Sewn in the past

Memories, like the corners of my mind…

So many creatives I’m sure, owe their love of making to a relative. I, like several others owe a debt to my mum for instilling in me a love for dressmaking. Some of my earliest memories were of our large, dark flat in Newington Green, North London. In a little room just past the kitchen was a large industrial sewing machine, a Singer or a Brother, I can’t remember. Out of that room would often come the whirr whirr sound of the machine, and one of my favourite sounds ever, the shnip shnip of my mum’s scissors. If shnip isn’t a word, it really should be! Those sounds formed part of the background to my childhood.

Back in Ghana, my mum had been a seamstress but she didn’t carry on in that line upon coming to the UK. Yet dressmaking was still part of her and for many years she would sew her own clothes and clothes for my sister and I. Sometimes we absolutely loved the clothes that she made. I remember one in particular was black with a large floral print. Our class was doing an assembly on the plant kingdom and that dress was just perfect for it. But alas we soon became fashion conscious, ungrateful teenagers and snubbed my mum’s designs. And yes, she was a designer, she never used a commercial pattern but always drafted her own.

Eventually the industrial machine was sent to Ghana and replaced with a small machine. It was a New Home, I remember it because when I was 15 my mum gave it to me as I had shown an eagerness to learn. My Home Economics lessons at Highbury Fields School had taught me some basics but yielded little success. Unfortunately, although my mum was a great seamstress, she wasn’t a great teacher, that’s how I remember it, or perhaps I wasn’t a good learner.

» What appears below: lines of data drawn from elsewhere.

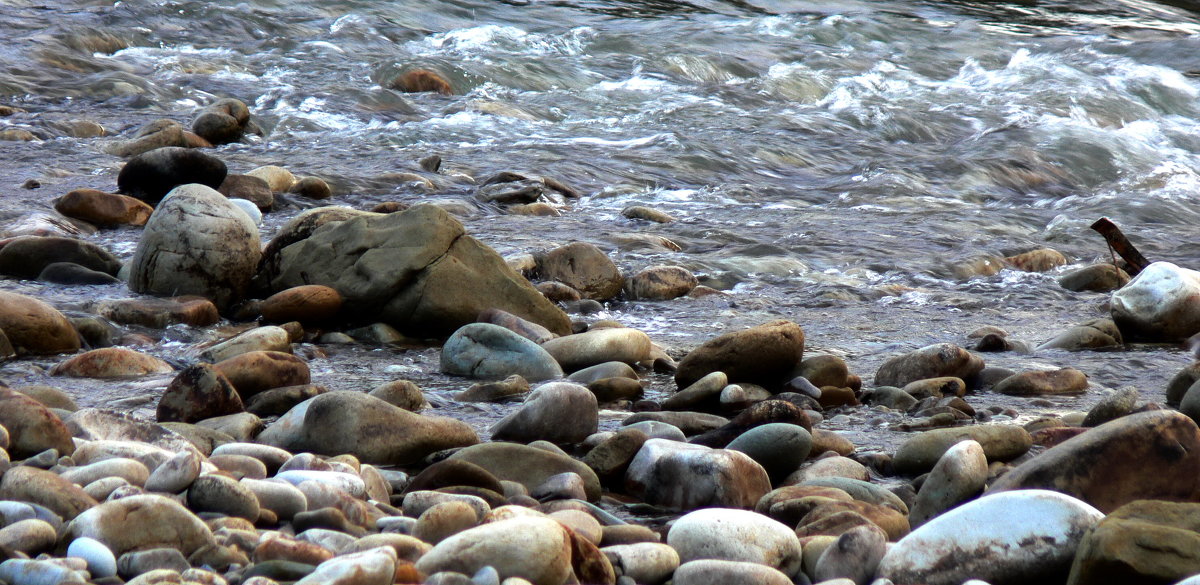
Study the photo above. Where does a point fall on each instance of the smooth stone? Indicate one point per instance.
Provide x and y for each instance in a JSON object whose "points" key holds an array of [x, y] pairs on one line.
{"points": [[715, 572], [660, 283], [1145, 541], [492, 353], [931, 361], [538, 549], [27, 257], [27, 572], [1003, 538], [1158, 451], [685, 476], [33, 326], [647, 213], [445, 519], [1037, 260], [583, 267], [1096, 278], [1162, 303], [30, 536], [779, 447], [346, 422], [1057, 381], [829, 466], [855, 555], [563, 412], [648, 562], [112, 362], [703, 392], [1000, 442], [273, 457], [160, 313], [599, 345], [777, 349], [221, 247], [267, 338], [31, 427], [736, 535], [142, 522], [131, 470], [311, 303], [601, 372], [103, 210], [369, 567], [1114, 405], [174, 475], [43, 488], [1091, 335], [349, 483], [655, 429], [611, 457], [277, 402], [959, 475], [256, 372], [223, 495], [101, 561], [527, 465], [400, 261], [198, 392], [495, 391]]}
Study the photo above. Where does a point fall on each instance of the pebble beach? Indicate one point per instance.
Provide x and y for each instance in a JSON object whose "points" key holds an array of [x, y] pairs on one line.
{"points": [[598, 293]]}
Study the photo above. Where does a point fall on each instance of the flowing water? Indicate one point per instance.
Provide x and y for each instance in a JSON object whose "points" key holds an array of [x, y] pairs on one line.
{"points": [[832, 163]]}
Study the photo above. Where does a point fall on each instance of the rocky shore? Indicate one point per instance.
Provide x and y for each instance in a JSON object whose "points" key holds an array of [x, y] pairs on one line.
{"points": [[253, 472]]}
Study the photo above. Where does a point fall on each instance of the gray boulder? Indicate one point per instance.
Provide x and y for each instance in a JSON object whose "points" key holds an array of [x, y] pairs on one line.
{"points": [[492, 353], [196, 243], [415, 270]]}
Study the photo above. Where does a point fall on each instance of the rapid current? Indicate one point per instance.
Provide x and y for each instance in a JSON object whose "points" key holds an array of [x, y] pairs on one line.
{"points": [[833, 163]]}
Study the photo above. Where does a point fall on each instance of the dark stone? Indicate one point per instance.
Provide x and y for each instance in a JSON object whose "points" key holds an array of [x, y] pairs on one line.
{"points": [[151, 175]]}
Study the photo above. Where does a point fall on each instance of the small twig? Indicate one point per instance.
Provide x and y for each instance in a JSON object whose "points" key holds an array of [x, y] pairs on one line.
{"points": [[1119, 242]]}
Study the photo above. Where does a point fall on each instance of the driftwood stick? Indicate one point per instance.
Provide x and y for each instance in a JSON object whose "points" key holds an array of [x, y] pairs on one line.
{"points": [[1119, 242]]}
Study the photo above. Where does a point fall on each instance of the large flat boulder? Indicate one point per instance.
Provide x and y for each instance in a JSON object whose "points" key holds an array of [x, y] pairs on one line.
{"points": [[415, 270]]}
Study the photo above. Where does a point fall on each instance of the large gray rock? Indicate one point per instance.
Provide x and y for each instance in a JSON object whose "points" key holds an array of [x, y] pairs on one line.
{"points": [[736, 535], [492, 353], [1147, 456], [365, 427], [151, 175], [1162, 303], [1009, 538], [142, 522], [583, 267], [563, 412], [28, 255], [537, 549], [33, 326], [196, 243], [683, 476], [415, 270], [529, 466], [766, 355], [931, 361]]}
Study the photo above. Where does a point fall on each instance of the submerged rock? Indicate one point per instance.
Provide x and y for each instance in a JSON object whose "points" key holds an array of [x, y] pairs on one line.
{"points": [[766, 355], [492, 353], [1162, 303], [369, 428], [415, 270], [685, 476], [1153, 454], [1011, 538], [197, 242], [151, 175]]}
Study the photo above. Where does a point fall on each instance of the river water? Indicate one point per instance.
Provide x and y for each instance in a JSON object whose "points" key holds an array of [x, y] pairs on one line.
{"points": [[832, 163]]}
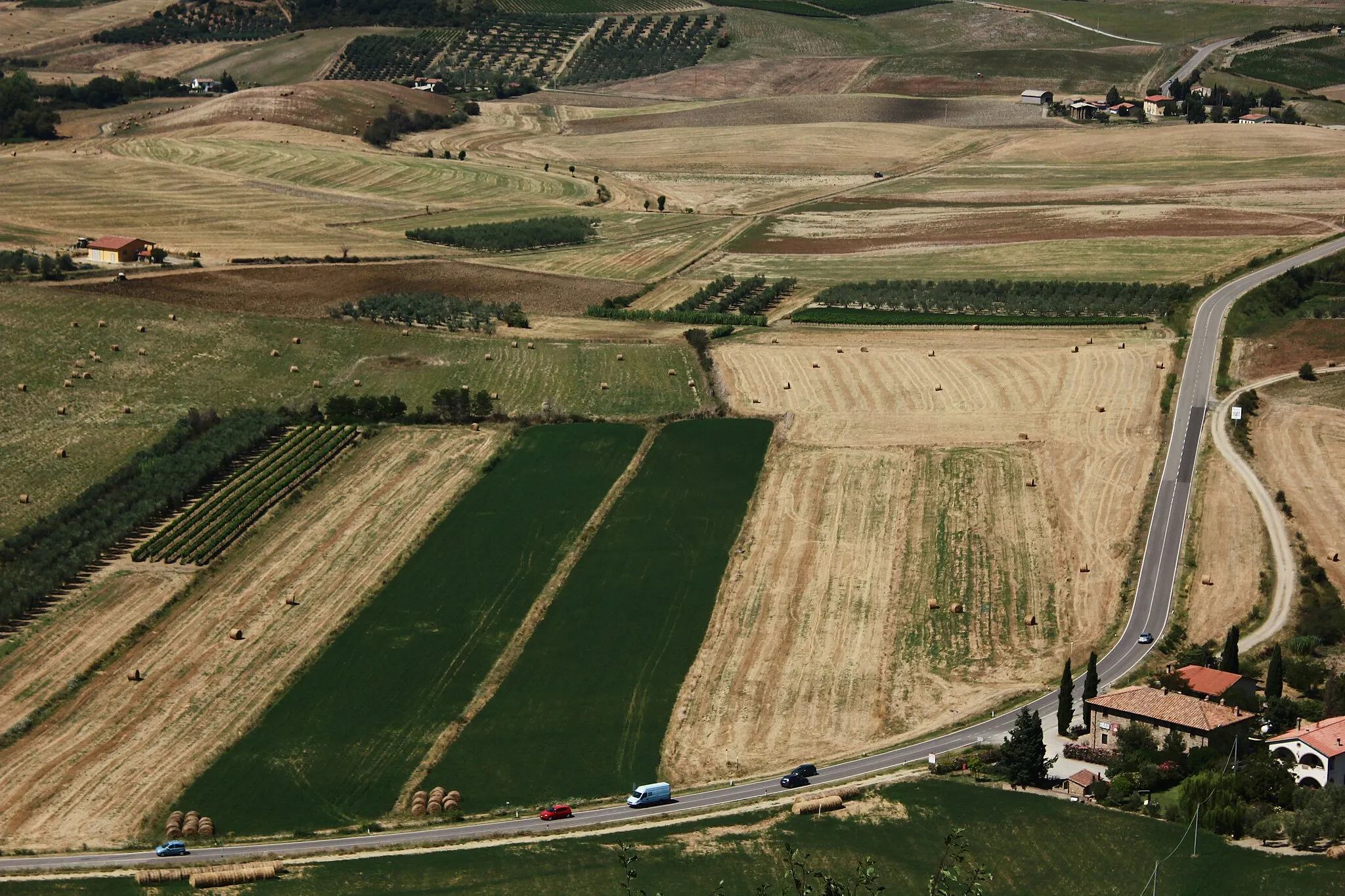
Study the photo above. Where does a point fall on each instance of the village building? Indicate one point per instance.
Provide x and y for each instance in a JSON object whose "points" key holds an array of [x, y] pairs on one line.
{"points": [[1200, 721], [119, 250], [1212, 683], [1314, 753]]}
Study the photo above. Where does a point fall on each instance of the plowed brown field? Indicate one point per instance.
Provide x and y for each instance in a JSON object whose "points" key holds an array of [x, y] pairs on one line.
{"points": [[884, 494], [97, 771], [1300, 440]]}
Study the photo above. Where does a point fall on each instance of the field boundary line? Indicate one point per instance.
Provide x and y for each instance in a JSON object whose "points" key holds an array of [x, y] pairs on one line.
{"points": [[514, 649]]}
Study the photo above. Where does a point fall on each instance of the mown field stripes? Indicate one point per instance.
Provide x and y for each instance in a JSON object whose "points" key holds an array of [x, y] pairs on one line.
{"points": [[341, 743], [584, 711]]}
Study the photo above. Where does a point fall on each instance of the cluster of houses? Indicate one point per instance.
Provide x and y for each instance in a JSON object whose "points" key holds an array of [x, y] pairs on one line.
{"points": [[1155, 106], [1313, 753]]}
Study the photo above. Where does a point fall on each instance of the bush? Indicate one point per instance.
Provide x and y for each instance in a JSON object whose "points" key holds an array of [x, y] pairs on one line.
{"points": [[512, 236]]}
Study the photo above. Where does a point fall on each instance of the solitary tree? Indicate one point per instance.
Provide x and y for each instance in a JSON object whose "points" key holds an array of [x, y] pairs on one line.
{"points": [[1024, 754], [1066, 711], [1228, 660], [1090, 687], [1275, 675]]}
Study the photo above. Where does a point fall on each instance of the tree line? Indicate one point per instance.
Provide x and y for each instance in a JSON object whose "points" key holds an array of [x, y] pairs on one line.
{"points": [[50, 553], [512, 236], [1055, 299], [435, 309]]}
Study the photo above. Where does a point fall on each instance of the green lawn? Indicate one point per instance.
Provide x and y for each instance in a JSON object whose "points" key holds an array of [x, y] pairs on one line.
{"points": [[1033, 845], [223, 360], [1308, 64], [342, 742], [584, 711]]}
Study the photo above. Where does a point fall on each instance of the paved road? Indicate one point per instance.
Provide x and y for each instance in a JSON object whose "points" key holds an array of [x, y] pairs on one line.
{"points": [[1286, 575], [1149, 613]]}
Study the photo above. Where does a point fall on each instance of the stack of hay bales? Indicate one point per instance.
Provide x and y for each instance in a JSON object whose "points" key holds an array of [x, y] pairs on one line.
{"points": [[173, 829], [232, 875]]}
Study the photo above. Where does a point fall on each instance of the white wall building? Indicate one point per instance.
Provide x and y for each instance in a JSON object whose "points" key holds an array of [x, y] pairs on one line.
{"points": [[1314, 754]]}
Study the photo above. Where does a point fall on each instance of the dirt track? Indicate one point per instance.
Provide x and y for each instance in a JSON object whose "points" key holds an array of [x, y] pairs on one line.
{"points": [[884, 494], [108, 762]]}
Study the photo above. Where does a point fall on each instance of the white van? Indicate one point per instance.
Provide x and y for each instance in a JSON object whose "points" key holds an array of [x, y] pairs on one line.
{"points": [[650, 794]]}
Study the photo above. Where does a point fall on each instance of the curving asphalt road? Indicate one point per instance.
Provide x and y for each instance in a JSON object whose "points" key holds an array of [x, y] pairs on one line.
{"points": [[1149, 613]]}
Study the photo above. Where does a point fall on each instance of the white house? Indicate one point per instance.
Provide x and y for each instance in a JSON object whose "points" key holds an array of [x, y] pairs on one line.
{"points": [[1314, 754]]}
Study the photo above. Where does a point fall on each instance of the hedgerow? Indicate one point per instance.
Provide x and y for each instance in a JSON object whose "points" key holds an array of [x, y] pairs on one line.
{"points": [[53, 551], [512, 236]]}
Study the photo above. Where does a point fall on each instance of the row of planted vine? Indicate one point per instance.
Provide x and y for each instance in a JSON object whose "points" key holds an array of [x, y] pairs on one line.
{"points": [[217, 521]]}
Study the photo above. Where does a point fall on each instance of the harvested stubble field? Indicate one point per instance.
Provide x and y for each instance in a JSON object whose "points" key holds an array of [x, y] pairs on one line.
{"points": [[1298, 436], [104, 767], [565, 725], [888, 494], [1227, 543], [303, 291], [222, 360], [341, 744]]}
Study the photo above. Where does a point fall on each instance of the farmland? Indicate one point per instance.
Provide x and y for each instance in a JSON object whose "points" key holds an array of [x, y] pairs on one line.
{"points": [[345, 739], [214, 523], [115, 752], [213, 359], [888, 494], [640, 598], [900, 826]]}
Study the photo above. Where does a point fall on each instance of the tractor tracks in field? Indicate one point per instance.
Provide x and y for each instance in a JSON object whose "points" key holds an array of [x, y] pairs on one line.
{"points": [[514, 649]]}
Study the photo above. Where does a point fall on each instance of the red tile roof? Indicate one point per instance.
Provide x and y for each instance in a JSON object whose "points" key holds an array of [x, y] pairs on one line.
{"points": [[1325, 736], [1170, 708], [1212, 681], [114, 242]]}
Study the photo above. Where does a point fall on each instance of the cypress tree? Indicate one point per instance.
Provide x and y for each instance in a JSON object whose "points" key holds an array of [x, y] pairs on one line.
{"points": [[1228, 660], [1090, 687], [1275, 676], [1066, 714]]}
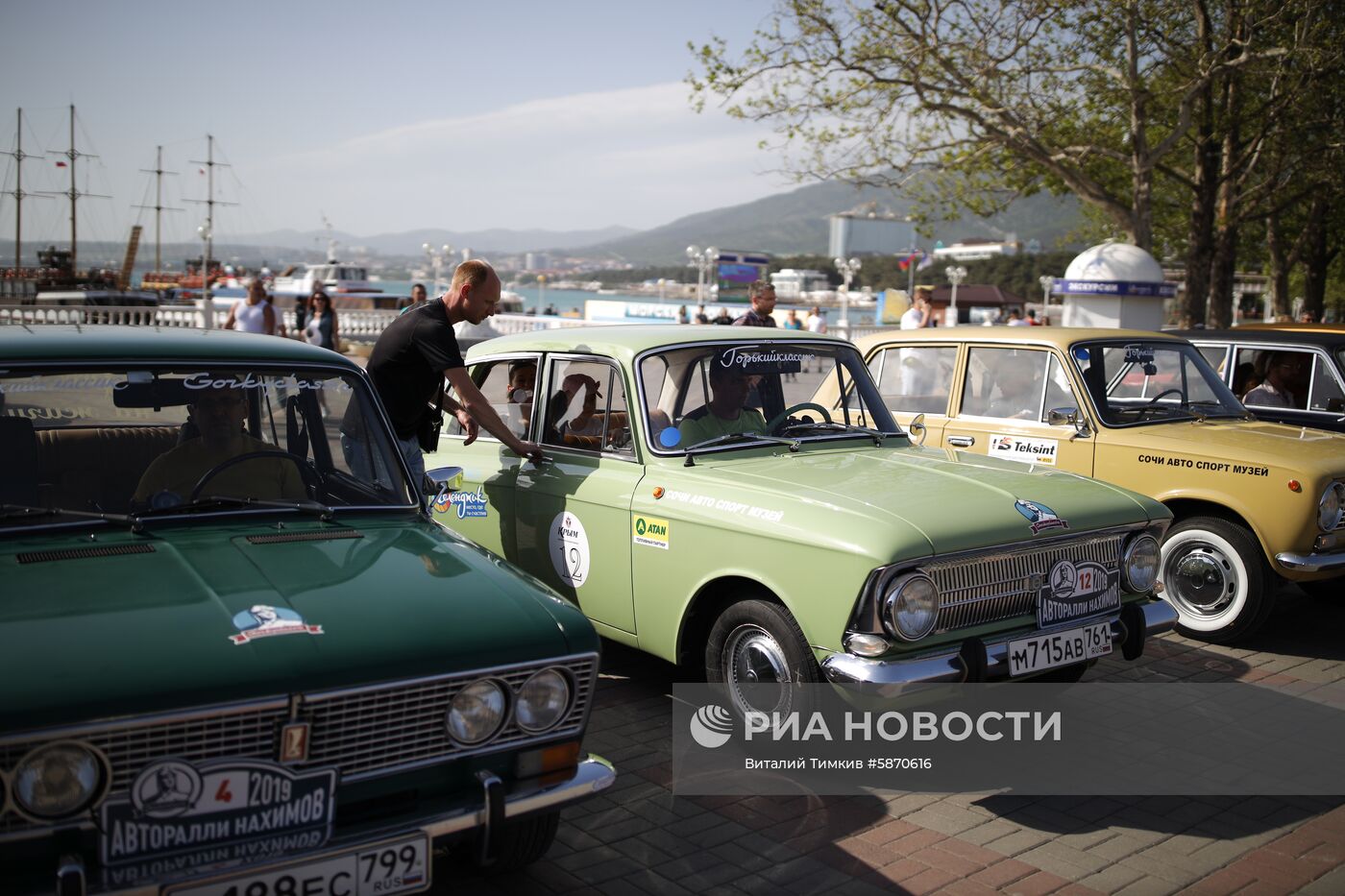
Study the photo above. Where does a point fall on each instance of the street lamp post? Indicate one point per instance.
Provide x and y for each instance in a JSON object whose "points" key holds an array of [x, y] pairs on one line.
{"points": [[955, 274], [436, 258], [703, 261], [847, 269], [1046, 282], [208, 304]]}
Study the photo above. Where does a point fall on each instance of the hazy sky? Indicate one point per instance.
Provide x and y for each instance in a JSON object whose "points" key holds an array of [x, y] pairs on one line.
{"points": [[385, 116]]}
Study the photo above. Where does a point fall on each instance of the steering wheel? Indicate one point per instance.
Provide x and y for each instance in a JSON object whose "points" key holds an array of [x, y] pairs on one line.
{"points": [[1154, 400], [312, 479], [784, 415]]}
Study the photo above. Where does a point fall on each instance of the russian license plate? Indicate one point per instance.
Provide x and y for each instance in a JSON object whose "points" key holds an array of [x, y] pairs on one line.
{"points": [[394, 866], [1059, 648]]}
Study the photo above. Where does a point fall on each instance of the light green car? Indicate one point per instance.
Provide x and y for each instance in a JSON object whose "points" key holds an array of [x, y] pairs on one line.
{"points": [[697, 507]]}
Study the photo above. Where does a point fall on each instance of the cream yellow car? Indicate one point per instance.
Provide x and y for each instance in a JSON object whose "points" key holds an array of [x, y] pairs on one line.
{"points": [[1253, 500]]}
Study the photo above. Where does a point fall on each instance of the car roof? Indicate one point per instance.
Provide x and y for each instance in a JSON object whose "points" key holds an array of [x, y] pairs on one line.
{"points": [[627, 341], [1058, 336], [1324, 335], [77, 342]]}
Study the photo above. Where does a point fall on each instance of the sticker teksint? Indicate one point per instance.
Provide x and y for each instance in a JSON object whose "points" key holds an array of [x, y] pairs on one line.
{"points": [[1028, 451], [649, 532], [268, 621], [1039, 517], [175, 806]]}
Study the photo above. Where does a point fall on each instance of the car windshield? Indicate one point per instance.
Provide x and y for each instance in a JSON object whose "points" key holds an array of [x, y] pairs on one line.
{"points": [[143, 440], [729, 395], [1145, 382]]}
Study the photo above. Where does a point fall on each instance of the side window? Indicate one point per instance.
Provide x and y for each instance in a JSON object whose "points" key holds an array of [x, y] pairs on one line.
{"points": [[1327, 393], [917, 379], [587, 408], [1059, 395], [1280, 376], [1005, 382], [1214, 355], [508, 386]]}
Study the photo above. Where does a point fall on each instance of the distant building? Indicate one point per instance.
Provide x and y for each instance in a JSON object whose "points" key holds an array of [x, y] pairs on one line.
{"points": [[868, 231], [793, 284], [978, 249]]}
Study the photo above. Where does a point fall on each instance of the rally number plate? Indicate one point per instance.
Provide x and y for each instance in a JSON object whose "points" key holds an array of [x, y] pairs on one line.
{"points": [[1059, 648], [394, 866]]}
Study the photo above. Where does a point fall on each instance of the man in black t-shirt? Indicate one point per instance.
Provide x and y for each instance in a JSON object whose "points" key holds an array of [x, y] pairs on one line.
{"points": [[417, 351]]}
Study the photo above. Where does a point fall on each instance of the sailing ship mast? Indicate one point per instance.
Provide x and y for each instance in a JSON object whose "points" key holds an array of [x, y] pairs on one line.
{"points": [[159, 204]]}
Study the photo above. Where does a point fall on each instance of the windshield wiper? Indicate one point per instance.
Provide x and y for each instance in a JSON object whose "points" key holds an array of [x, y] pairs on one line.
{"points": [[838, 426], [26, 510], [737, 436], [323, 512]]}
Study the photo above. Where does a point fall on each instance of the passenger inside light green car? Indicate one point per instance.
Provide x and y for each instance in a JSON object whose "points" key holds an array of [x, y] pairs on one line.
{"points": [[725, 413]]}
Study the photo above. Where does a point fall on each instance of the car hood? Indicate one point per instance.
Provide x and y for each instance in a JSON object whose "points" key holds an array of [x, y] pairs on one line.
{"points": [[904, 502], [96, 635], [1250, 442]]}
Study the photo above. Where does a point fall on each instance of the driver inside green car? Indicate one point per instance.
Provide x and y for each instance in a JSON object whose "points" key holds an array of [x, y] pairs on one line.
{"points": [[726, 412], [219, 412]]}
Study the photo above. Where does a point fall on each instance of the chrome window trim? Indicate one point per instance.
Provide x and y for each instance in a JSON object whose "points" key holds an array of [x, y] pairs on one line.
{"points": [[675, 346]]}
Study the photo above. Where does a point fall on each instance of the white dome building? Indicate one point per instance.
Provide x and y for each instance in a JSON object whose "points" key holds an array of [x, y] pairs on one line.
{"points": [[1113, 284]]}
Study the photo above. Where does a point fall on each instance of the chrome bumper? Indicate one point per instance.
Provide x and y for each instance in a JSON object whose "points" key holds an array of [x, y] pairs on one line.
{"points": [[1311, 563], [885, 677], [592, 775]]}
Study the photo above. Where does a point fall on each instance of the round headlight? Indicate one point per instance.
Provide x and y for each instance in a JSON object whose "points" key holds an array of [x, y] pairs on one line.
{"points": [[1139, 564], [1329, 507], [477, 712], [542, 701], [58, 781], [912, 606]]}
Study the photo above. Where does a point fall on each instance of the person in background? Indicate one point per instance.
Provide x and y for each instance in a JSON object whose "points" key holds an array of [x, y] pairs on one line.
{"points": [[320, 328], [763, 303], [918, 314], [255, 314], [416, 352]]}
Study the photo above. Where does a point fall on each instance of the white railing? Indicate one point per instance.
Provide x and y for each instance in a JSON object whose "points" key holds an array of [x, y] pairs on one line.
{"points": [[355, 325]]}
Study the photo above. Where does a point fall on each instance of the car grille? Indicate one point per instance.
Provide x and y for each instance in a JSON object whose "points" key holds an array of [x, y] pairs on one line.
{"points": [[986, 588], [363, 732]]}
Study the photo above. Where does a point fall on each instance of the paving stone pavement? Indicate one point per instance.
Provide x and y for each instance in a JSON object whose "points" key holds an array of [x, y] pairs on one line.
{"points": [[639, 838]]}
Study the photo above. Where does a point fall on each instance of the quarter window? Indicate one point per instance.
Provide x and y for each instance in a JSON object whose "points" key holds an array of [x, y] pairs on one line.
{"points": [[1005, 382], [587, 408], [917, 379]]}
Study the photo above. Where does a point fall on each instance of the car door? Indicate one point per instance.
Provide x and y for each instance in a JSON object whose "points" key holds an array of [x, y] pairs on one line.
{"points": [[1004, 409], [484, 507], [917, 379], [574, 512]]}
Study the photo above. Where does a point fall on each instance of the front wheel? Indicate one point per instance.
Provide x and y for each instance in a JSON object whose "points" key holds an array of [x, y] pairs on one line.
{"points": [[757, 651], [1216, 577], [522, 842]]}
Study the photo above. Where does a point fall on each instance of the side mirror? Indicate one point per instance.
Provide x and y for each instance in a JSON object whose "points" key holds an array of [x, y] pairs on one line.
{"points": [[1068, 417], [917, 428], [441, 480]]}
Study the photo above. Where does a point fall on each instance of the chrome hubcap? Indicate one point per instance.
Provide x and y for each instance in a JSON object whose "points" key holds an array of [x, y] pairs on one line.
{"points": [[1201, 579], [753, 668]]}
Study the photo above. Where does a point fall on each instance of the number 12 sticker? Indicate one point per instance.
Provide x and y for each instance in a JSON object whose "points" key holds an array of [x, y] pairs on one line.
{"points": [[569, 549]]}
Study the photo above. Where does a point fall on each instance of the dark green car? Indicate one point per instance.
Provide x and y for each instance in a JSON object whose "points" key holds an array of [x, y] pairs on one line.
{"points": [[238, 657]]}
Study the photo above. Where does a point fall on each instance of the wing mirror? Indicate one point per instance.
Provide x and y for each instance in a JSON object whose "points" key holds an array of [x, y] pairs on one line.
{"points": [[1068, 417], [441, 480], [917, 428]]}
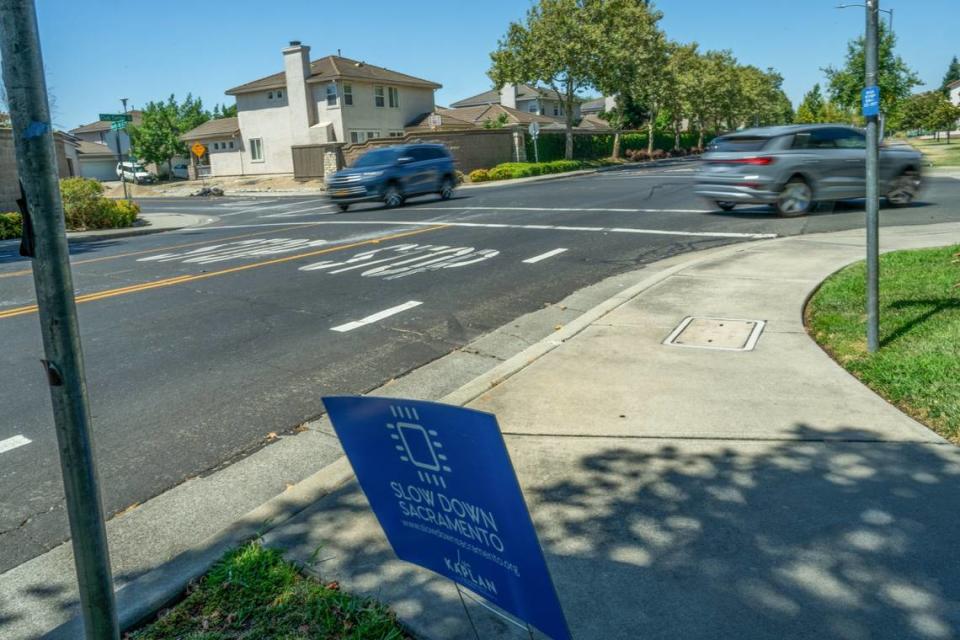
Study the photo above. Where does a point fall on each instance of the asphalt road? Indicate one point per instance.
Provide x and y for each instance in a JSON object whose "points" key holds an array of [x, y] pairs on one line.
{"points": [[201, 342]]}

Still, after many years of self learning, picking up tips and ideas from my mum and from books and screens, making the odd cushion here, the odd garment there, I have now come back to my love of sewing with great passion. Dressmaking excites me. As created beings it’s great that we get to be creative. It is a wonder to me that we can take limp 2-D sheets of cloth and turn them into items with form and structure, function and beauty.

All this ramble was by way of introduction. Hi, I’m Lena and I love to sew. I have done for several years but since 2018 have become more serious and slightly obsessive about it. Sewing is an outlet for my creativity, it is stimulating and challenging and it is, or can be a great stress buster.

I especially love working with knit fabric and African wax print. I sew slowly and my seam ripper and little scissors are my friends. My sewing journey is also one of waking up to the need to buy less, to think more carefully about the where and how of the fashion industry and the impact it is having on the world. I hope you’ll be inspired by my journey, do join me.